Despite the continuous flow of the coolant, the MRR was not maximized, indicating that other parameters, such as the cutting speed and depth of cut, were more influential. The GRA revealed the optimal machining parameters for harmonizing the surface roughness (Ra) and material removal rate (MRR). Under minimal quantity lubrication conditions (CF = 3), the greatest results were significantly obtained with higher feed rates, a slower speed, and moderate depths of cut. While the findings of this study provide valuable insights into the machining of EN8 steel under different coolant flows, it is important to note certain limitations. The results are specific to the material (EN8 steel) and the machining conditions tested in this study. Therefore, the generalizability of the findings to other materials and machining conditions may not be direct and would require further investigation. Future research could extend this work by exploring other materials and varying machining conditions. In addition to the academic contributions of this study, there are several practical implications worth noting.
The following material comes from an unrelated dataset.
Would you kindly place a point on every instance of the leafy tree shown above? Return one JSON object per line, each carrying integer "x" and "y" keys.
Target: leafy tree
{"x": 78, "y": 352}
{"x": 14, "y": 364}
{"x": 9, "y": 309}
The findings of this study provide valuable insights for industry professionals seeking to optimize their machining processes. Specifically, the results indicate that the best results are generally obtained with higher speeds, lower feed rates, and moderate depths of cut under minimal quantity lubrication conditions. This information could be used to guide decision-making in real-world machining operations, potentially leading to improvements in efficiency and product quality. However, it is important to note that these results are specific to the machining of EN8 steel under the conditions tested in this study. Therefore, the direct applicability of these findings to other materials and machining conditions may require further investigation.

5. Conclusions

The present study examined how machining factors affect the surface roughness (Ra) and material removal rate (MRR). The cutting speed, feed, depth of cut, and coolant flow type (CF) were studied. Regression models, ANOVA, Taguchi’s L9 orthogonal array, and GRA, were used to assess these parameters’ effects on the Ra and MRR. The feed rate (f), coolant flow (CF), and depth of cut (d) have the greatest impact on the surface roughness (Ra). The Ra was least affected by the cutting speed. The study showed that the coolant flow type affects the Ra before machining settings. The material removal rate (MRR) was most affected by the depth of cut (d), feed (f), and cutting speed (v). The MRR was slightly affected by the coolant flow type (CF). As the coolant flow changed from dry to continuous to minimal quantity lubrication, the baseline MRR decreased. The GRA results revealed the optimum machining parameters and coolant flow type for the surface roughness and material removal rate. Higher speeds, lower feed rates, and moderate depths of cut under minimal quantity lubrication (CF = 3) produced the greatest results. This study will help industrial professionals optimize machining operations for efficiency and quality.